Rubio’s plan to pay for college: Is it indentured servitude?

Published December 2, 2015 6:41pm ET



Marco Rubio has called the higher education system “antiquated and broken in multiple ways,” and to fix it, he proposes a voluntary indentured servitude program.

Instead of a loan that a student pays back with interest, Rubio’s plan touts “income sharing,” where an investor pays for college and then receives a percentage of the student’s income after graduation for a number of years, according to Bloomberg.

The risk shifts from the student to repay a loan, and the federal government who issues the majority of student loans, to the investor paying education expenses in hopes of a return on investment.

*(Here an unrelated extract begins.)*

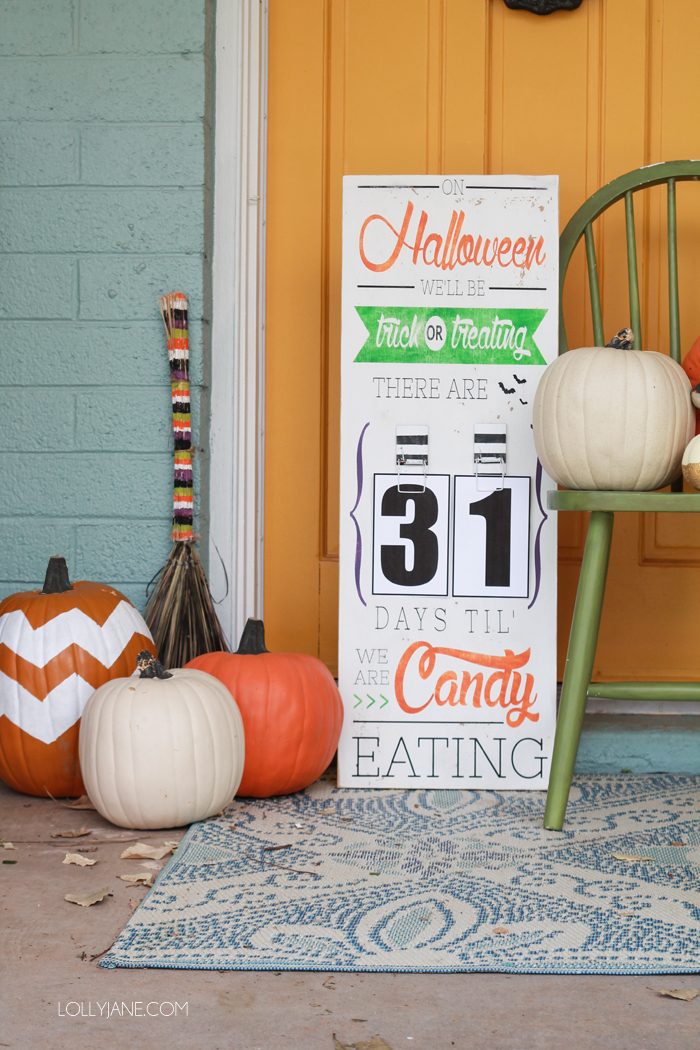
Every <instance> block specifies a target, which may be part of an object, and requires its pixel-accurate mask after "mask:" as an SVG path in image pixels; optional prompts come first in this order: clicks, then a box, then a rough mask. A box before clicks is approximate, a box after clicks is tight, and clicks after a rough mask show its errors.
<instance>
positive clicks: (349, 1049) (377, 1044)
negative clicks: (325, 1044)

Australia has had a “very successful” income sharing system for higher education since 1989. Oregon has led the way in income sharing agreements, running a state program since 2013, and other states have researched similar programs. The Oregon plan, however, would be run by the state, which does not shift risk away from it.

Rubio’s campaign refers to the income sharing as “student investment plans,” and students would allow for the “innovative” plans from “approved investors” within a “legal, accountable framework.” That’s in addition to improving higher education tax incentives and the FAFSA, and making income-based repayment plans as “the universal repayment method for federal student loans.”

Purdue University is launching an experiment in income sharing to test its feasibility, and it could result in a useful case study.

Income sharing could be beneficial for students in low-paying fields after graduation. Instead of repaying federal loans, their payments would be more manageable. If they found themselves unemployed, a required payment wouldn’t be necessary like a traditional student loan.

Alex Tabarrok, an economist at George Mason University, described income-sharing agreements as “improving idiosyncratic risk sharing.” That is, students with degrees that average better salaries will have better repayment terms than degrees that earn less.

The kink in income sharing plans could be adverse selection. If low-income graduates flock toward income sharing, but high-income graduates stick to federal loans, investors could struggle to earn a profit. Or, if income-based repayment programs gain popularity, low-income graduates could stay with federal loans that they don’t have to repay in full, if that path is considerably cheaper than income sharing.

If a student doesn’t have a strong idea about a future career or fully comprehend the cost of college, a choice of federal loans or income sharing could prompt an analysis of why they enrolled in college.

Rubio’s endorsement of income sharing signals an openness toward non-traditional approaches to higher education. Until the American system tests income sharing more widely to see whether it could succeed, however, it’s unclear how effective it could be in reining in the high costs and debt of a college degree.